We cut back on sleep because we choose to. We watch TV. We browse the internet. We go out with friends. This voluntary bedtime delay is something found only in modern society. The average American slept nearly 9 hours each night a century ago. If we were to remove forms of artificial stimulation and excessive work/life demands, humans would likely sleep for about 8 hours per night, based on the natural sleep/wake cycle of the brain.
Some tips so you’re getting enough sleep:
- Have an established bedtime and wake-up time that provides at least 7 hours of sleep
- Make sure that all your family members have regular sleep routines too. If your children aren’t sleeping well you won’t sleep well either.
- Avoid distractions in the bedroom. Watch TV in a different room and keep your electronics away so you won’t be tempted to graze on the internet when you should be sleeping.

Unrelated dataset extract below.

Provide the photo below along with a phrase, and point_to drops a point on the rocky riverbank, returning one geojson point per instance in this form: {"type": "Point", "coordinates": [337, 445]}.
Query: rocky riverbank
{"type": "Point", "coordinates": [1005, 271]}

- Lose some body fat with some daily exercise.
- Get proper nutrition including fiber!
One study out of Columbia University associates a higher fiber intake with more time spent in a dreamless deep stage of sleep known as slow-wave sleep.
"Our main finding was that diet quality influenced sleep quality," principal investigator Marie-Pierre St-Onge said in a statement. St-Onge is assistant professor in the department of medicine and Institute of Human Nutrition at Columbia University Medical Center in New York.